The layering of planes stipulated in Neumann’s work is emphasised by the
presence of one or various cameras trained on kinetic details of the work’s
own rotary motion rail system, or conversely of an abstract line painted
directly onto the sculpture, a recursive act that fills the distance between
conceptual forms with a new reading of the work, a reading rendered by the
work onto itself. These elements orchestrate simultaneously in Phase
Cancellation with Sine Wave (figure 2), in which each half of a double rail
structure, stacked and harmonising like the staves of a piano score, sets into
motion an electronic component. The bottom module, exposing its circuitry
so cryptically as to render it unrecognisable, is a camera assembly whose
focal interest is a horizontal sine wave painted onto the panel beneath the rail.

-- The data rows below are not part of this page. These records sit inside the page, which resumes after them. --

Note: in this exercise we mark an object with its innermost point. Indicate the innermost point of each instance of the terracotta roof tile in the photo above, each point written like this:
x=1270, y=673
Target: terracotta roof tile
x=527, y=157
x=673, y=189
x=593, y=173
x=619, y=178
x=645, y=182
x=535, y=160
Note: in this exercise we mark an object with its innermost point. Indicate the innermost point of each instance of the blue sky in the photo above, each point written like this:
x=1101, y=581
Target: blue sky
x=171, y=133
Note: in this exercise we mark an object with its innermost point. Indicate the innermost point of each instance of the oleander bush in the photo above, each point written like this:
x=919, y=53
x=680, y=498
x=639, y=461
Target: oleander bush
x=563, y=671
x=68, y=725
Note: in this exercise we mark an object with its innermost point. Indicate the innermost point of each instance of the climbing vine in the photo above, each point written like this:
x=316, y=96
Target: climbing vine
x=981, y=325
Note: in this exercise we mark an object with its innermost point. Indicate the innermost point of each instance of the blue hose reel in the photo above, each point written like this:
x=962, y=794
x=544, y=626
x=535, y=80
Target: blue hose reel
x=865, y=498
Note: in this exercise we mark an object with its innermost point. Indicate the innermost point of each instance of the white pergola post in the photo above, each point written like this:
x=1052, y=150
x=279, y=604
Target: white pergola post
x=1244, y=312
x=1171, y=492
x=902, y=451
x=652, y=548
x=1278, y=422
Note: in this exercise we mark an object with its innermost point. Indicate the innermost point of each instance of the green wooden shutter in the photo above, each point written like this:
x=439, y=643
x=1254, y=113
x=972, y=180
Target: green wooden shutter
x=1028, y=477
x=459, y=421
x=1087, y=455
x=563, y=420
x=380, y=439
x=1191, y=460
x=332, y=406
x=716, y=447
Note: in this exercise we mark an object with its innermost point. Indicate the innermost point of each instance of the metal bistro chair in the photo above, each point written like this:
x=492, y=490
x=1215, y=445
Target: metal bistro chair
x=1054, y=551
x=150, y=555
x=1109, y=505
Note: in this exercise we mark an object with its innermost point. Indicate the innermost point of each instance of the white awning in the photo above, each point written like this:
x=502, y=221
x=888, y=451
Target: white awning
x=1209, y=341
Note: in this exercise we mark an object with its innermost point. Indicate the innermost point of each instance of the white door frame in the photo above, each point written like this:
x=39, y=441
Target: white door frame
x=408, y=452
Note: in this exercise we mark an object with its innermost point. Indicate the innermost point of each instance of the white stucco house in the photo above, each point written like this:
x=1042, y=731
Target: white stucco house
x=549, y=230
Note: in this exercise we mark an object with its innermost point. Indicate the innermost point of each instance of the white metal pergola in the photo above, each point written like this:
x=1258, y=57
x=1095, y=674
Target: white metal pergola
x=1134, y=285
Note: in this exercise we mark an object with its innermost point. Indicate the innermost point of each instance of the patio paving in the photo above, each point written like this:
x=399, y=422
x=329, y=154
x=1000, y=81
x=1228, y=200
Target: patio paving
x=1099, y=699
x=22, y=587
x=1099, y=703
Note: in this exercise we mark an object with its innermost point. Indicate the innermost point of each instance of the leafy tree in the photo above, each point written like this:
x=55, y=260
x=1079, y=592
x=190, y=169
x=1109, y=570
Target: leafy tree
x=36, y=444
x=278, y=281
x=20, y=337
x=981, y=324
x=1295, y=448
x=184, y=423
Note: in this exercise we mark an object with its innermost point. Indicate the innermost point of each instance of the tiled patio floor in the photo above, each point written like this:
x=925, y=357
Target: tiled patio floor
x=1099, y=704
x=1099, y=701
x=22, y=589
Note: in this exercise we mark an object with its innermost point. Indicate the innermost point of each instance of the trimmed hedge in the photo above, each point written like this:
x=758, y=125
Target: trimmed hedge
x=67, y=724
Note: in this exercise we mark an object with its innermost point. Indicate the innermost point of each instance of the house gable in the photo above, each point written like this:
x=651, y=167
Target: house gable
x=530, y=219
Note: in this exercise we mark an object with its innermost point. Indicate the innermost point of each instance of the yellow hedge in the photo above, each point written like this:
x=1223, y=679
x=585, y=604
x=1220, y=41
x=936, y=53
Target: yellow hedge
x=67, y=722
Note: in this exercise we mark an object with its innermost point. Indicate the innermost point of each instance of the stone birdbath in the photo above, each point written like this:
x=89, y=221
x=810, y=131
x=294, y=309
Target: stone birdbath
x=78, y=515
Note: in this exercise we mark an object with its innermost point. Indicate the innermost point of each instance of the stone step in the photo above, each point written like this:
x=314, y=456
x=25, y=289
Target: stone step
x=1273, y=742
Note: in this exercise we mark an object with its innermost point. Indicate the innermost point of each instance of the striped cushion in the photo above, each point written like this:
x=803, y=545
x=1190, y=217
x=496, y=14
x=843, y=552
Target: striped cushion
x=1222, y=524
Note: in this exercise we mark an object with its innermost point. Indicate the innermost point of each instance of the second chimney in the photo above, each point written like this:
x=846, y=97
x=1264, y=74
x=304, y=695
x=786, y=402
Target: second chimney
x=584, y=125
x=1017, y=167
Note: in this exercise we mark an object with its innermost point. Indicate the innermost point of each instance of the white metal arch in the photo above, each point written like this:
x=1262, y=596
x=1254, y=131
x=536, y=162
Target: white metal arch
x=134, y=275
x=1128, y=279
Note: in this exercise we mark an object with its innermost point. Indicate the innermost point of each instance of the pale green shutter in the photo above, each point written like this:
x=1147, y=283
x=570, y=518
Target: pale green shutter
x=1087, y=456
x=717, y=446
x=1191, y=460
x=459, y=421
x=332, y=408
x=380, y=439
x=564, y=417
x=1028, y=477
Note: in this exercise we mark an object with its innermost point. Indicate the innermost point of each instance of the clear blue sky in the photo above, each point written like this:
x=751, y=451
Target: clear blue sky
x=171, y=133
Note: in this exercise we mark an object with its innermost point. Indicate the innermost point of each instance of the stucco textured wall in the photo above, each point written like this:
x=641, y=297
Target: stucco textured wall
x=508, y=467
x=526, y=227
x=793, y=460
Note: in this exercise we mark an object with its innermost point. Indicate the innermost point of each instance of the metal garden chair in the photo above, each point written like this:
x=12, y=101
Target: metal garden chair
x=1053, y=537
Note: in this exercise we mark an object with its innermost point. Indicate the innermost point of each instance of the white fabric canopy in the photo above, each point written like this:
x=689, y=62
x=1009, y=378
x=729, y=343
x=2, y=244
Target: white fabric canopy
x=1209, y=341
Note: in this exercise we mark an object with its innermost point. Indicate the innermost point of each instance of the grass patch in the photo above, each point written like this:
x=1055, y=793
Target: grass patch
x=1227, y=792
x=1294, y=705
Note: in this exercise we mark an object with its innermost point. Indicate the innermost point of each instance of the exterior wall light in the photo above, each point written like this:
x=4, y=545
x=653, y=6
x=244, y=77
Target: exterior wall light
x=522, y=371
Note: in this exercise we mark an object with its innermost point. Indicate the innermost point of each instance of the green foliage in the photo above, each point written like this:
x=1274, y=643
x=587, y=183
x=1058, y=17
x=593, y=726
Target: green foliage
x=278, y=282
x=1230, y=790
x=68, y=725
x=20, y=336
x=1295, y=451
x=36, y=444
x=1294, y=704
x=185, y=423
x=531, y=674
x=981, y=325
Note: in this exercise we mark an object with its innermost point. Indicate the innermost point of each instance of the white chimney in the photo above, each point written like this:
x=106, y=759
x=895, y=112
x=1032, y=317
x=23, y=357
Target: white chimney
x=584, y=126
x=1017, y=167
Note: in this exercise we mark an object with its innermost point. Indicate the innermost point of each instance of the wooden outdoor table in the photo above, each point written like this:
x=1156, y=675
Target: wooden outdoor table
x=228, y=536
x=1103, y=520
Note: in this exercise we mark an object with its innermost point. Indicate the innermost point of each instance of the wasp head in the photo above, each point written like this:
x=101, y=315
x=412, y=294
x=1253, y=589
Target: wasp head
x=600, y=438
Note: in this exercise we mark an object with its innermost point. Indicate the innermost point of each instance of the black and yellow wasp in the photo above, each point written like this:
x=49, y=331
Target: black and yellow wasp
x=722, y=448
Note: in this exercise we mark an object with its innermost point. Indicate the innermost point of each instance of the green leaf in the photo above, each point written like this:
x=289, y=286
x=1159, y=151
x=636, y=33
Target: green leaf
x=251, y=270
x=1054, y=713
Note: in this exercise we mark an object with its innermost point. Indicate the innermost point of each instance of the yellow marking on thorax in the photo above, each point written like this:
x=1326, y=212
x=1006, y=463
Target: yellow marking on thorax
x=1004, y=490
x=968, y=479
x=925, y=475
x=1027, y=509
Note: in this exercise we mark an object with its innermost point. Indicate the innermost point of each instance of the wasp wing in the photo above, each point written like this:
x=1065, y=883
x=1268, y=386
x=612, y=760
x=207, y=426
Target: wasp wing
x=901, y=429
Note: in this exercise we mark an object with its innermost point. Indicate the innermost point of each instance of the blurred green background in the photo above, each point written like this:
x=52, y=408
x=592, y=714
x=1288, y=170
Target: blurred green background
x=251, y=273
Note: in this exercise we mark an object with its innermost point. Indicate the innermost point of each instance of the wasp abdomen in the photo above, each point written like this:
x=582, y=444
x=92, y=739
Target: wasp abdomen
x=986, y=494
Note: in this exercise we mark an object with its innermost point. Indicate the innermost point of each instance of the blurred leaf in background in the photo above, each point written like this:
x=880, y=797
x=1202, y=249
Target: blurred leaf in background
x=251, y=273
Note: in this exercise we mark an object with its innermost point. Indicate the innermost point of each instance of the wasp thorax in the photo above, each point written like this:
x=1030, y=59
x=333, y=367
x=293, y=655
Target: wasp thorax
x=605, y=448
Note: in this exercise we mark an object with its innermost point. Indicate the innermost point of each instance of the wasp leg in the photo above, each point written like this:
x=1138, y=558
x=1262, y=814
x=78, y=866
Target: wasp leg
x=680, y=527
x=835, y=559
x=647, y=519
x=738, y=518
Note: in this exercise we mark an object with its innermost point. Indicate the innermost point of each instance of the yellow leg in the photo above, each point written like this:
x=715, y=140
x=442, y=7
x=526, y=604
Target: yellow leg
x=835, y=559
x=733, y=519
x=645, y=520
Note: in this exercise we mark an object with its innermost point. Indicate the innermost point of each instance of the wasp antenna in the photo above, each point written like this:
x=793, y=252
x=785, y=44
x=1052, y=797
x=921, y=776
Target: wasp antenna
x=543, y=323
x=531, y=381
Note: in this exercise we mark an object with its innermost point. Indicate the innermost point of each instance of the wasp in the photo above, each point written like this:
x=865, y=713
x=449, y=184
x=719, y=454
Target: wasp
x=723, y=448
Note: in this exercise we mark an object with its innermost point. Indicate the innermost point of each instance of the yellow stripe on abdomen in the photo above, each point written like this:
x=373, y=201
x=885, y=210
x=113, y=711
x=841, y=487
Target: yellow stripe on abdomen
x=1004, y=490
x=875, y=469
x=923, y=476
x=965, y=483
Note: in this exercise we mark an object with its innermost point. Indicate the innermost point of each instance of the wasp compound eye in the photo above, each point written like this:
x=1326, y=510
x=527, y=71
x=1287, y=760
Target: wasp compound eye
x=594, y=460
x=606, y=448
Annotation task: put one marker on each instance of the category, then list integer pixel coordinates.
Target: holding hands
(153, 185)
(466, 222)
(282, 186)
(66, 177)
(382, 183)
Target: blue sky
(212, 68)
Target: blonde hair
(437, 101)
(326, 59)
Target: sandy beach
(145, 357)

The top element in this duo, accommodating a compact LCD monitor whose
image is the signal of the sine wave captured by the camera, moves across the
panel to the rotation of its own helical screw rail. Each element, camera and
monitor, paces horizontally across the surface of the panel in entirely
independent rhythm, so that the reality of the painted sine wave becomes
relativized and deconstructed in an act of scanning that is itself explicitly
decomposed into an endless continuity of states combining viewing in one
direction with presenting in another. Neumann’s work typifies how the
transformal encoding of perception through planar differences destroys the
transparency of mechanism and medium, replacing the intuitive assumptions
of integration with relentless conspicuousness on implicit processes
themselves.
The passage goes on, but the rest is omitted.